Resistance to HIV therapies is a considerable problem, with an increasing number of people developing strains of HIV that are resistant to protease inhibitors. For example, in one study in the UK 27% of treatment-experienced patients demonstrated resistance against protease inhibitors 1 and in Spain, 43% of patients treated for more than eight years carry more than five protease resistance mutations. 2

Dr Andreas Barner, Member of the Board of Boehringer Ingelheim and responsible for Research, Development and Medicine said: "We welcome this decision by the EU Commission to grant full marketing authorisation for Aptivus®. This full approval demonstrates the confidence that the authorities have in the benefit of Aptivus® for patients with resistant virus."
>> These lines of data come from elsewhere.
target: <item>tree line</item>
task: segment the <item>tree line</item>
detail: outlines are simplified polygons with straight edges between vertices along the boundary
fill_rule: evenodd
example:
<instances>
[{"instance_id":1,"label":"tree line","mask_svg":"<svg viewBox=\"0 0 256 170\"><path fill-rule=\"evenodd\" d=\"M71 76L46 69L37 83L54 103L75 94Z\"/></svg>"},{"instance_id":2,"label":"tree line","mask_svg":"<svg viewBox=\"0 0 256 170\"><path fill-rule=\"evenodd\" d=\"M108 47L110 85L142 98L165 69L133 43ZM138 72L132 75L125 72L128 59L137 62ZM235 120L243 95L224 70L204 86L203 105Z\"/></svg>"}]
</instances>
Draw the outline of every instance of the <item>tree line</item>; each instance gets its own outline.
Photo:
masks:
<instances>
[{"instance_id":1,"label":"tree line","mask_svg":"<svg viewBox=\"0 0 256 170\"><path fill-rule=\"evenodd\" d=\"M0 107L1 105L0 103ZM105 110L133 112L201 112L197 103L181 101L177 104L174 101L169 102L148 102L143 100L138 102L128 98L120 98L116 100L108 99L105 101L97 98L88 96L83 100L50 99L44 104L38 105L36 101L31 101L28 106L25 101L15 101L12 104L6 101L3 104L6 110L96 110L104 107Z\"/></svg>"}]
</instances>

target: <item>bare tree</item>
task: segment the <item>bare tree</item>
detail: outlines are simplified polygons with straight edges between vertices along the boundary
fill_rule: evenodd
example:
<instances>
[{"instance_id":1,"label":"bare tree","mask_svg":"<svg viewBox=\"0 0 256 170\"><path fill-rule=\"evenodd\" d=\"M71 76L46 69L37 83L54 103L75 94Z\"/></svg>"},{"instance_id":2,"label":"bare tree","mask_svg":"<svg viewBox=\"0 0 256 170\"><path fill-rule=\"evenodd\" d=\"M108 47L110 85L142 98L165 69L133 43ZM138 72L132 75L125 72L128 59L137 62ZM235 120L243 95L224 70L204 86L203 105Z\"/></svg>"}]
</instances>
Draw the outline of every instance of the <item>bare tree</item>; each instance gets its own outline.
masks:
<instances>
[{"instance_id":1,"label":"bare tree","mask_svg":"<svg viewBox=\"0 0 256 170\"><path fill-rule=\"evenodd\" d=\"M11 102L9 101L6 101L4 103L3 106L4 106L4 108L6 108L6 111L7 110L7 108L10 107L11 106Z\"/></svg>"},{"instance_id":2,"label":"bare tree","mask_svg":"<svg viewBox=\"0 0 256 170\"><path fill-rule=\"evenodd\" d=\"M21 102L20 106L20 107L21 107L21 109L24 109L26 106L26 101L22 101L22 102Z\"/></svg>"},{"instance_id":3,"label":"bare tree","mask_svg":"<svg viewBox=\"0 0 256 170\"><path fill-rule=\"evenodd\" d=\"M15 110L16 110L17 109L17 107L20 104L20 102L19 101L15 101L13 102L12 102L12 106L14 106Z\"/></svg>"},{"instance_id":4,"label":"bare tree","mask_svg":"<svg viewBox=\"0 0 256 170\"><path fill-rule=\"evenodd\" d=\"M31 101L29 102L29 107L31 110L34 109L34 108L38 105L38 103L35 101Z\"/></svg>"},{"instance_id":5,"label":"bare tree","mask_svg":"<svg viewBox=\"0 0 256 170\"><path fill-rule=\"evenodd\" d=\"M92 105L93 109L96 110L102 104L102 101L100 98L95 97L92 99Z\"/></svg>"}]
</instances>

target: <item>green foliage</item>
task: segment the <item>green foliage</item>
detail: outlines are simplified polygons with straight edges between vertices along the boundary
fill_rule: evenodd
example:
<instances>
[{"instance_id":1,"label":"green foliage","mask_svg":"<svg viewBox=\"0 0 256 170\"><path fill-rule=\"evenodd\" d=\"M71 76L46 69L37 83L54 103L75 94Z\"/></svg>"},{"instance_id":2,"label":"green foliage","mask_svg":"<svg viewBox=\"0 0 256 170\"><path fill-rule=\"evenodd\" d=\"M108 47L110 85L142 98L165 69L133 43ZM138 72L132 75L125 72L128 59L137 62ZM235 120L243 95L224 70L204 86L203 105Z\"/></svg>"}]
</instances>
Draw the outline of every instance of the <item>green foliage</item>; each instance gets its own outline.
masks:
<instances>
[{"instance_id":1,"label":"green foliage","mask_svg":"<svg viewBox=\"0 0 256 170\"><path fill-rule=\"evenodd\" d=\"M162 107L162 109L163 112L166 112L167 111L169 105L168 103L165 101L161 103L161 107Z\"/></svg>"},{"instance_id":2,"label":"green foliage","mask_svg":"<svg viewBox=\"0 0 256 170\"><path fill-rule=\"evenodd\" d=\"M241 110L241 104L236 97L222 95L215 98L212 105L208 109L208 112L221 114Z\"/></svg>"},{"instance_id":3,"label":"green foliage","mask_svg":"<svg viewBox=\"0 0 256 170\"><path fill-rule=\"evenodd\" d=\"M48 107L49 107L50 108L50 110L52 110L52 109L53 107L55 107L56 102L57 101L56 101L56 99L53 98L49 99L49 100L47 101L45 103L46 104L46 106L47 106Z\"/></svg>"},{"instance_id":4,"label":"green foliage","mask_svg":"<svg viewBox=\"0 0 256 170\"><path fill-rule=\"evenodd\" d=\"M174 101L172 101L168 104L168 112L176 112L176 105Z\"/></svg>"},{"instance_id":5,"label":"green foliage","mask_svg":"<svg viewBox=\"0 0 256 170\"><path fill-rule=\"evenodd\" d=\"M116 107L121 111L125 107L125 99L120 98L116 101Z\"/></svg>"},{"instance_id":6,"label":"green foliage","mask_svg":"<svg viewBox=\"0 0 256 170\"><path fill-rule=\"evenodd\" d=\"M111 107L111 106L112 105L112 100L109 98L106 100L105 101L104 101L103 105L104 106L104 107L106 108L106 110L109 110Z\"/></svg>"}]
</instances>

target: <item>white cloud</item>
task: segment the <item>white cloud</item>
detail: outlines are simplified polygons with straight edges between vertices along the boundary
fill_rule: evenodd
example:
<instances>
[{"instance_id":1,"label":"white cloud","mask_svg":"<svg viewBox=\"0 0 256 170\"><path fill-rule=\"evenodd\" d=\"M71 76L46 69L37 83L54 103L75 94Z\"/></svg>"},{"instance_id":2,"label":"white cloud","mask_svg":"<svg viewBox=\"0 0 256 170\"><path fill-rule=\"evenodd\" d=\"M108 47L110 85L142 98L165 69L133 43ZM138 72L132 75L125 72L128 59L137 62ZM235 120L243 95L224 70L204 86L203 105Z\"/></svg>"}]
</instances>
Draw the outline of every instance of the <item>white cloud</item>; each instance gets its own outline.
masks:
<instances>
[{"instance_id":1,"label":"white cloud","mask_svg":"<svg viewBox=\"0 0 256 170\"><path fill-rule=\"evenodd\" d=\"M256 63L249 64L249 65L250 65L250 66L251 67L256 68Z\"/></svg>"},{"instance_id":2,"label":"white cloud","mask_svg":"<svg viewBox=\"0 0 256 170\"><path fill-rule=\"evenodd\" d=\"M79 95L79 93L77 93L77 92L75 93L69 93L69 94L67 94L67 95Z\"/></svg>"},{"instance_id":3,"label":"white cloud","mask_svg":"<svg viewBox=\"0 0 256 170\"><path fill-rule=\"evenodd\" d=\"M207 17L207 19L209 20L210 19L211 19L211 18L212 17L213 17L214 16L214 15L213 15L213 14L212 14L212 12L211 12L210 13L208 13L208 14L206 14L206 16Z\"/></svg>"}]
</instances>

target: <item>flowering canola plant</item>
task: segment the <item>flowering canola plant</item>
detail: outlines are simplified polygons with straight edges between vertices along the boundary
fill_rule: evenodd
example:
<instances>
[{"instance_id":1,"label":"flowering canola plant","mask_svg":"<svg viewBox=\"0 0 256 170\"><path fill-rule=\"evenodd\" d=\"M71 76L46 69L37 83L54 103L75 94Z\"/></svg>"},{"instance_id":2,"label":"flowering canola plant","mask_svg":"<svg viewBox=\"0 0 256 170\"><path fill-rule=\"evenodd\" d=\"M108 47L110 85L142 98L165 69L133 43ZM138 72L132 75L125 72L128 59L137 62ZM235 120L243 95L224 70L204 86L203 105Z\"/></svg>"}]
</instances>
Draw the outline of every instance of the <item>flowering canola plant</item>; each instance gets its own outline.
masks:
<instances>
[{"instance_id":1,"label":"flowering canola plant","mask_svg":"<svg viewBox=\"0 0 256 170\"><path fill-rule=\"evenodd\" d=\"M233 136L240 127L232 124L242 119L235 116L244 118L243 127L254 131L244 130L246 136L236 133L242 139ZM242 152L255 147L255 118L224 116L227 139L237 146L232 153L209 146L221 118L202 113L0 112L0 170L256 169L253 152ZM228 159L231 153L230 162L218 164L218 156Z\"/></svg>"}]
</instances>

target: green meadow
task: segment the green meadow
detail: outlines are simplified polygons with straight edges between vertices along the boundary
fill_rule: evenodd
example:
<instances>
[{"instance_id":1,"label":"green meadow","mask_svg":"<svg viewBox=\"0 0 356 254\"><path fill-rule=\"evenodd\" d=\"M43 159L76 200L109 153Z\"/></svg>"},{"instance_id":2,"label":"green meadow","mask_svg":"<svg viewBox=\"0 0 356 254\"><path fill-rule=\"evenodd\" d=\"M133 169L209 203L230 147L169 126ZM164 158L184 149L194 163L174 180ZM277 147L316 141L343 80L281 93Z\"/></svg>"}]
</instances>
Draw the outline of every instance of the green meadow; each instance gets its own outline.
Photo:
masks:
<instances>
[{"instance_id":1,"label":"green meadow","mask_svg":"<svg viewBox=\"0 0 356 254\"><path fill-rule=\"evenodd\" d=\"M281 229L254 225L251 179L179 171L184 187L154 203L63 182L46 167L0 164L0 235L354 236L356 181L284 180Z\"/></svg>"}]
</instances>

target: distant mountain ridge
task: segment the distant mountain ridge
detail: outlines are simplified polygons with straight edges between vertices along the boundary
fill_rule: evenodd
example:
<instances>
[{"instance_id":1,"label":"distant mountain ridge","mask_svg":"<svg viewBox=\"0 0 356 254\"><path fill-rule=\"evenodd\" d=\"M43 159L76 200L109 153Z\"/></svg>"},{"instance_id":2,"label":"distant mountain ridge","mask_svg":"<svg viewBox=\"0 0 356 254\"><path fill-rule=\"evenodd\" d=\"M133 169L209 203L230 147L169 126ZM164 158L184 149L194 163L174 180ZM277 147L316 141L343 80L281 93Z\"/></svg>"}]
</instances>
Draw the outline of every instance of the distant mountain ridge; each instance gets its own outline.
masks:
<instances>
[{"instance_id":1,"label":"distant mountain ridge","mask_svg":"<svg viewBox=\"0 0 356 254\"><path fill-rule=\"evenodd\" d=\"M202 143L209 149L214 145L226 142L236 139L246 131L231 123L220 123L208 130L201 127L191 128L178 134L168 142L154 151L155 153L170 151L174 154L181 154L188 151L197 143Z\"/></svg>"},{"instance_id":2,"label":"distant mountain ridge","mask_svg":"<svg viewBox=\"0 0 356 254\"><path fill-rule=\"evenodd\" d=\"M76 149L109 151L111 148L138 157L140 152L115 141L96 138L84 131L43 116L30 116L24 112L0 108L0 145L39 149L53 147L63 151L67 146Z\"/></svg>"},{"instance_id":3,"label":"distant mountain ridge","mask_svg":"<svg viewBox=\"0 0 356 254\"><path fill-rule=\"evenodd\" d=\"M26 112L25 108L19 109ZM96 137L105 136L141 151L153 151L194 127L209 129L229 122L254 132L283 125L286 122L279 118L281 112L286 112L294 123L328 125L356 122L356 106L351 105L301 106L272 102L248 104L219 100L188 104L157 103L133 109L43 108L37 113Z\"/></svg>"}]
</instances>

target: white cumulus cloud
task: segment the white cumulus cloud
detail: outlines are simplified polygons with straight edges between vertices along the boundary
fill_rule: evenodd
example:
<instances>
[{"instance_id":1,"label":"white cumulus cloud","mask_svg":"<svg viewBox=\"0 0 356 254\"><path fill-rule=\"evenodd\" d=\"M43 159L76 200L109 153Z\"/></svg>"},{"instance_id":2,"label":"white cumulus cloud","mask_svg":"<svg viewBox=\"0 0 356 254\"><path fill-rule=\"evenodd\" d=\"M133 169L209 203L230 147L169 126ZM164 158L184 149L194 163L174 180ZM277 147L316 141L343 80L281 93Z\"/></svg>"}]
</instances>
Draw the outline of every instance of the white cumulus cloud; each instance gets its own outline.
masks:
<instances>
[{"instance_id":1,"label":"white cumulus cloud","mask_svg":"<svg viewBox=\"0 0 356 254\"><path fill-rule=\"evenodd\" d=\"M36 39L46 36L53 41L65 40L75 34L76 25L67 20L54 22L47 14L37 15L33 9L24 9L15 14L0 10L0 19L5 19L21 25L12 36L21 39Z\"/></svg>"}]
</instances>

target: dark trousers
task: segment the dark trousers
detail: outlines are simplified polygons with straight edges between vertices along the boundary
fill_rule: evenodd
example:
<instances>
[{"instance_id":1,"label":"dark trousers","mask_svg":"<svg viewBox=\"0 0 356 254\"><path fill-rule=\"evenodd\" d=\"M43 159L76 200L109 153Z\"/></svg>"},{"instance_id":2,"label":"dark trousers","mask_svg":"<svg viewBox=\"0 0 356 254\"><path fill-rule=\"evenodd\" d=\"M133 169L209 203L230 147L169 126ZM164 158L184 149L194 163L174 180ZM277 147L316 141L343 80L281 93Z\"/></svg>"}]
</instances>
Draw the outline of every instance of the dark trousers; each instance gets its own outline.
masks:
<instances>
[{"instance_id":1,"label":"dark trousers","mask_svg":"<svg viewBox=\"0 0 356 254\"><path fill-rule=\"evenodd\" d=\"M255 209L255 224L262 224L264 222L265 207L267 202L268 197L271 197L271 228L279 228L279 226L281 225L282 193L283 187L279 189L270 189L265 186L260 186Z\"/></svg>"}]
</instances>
Aptivus®, the first non-peptidic protease inhibitor, shows good antiviral activity against viruses that have shown decreased susceptibility to other currently marketed PIs.3

The decision to grant full marketing authorisation was taken on the evidence of two large multicentre pivotal trials (RESIST I and II) demonstrating Aptivus® superiority across several efficacy measures to a group of comparator PIs boosted with ritonavir. Treatment response rates* over 156 weeks were almost three times higher in the Aptivus® arm compared to the comparator arm (20.9% vs. 7.5%) and were markedly higher for those patients who also started a new class of HIV therapy (here: Enfurvitide). 3

With over 1,400 participants 4 the RESIST trials are one of the largest studies ever of treatment-experienced patients. The data demonstrate that Aptivus® enables treatment-experienced patients to achieve and sustain undetectable viral loads, one of the most important goals of therapy. This efficacy, alongside the acceptable safety profile of Aptivus®, as seen in more than 20.000 patient years of use of Aptivus®, prompted European authorities to remove the 'exceptional circumstances' restriction on the marketing authorisation, previously granted in 2005.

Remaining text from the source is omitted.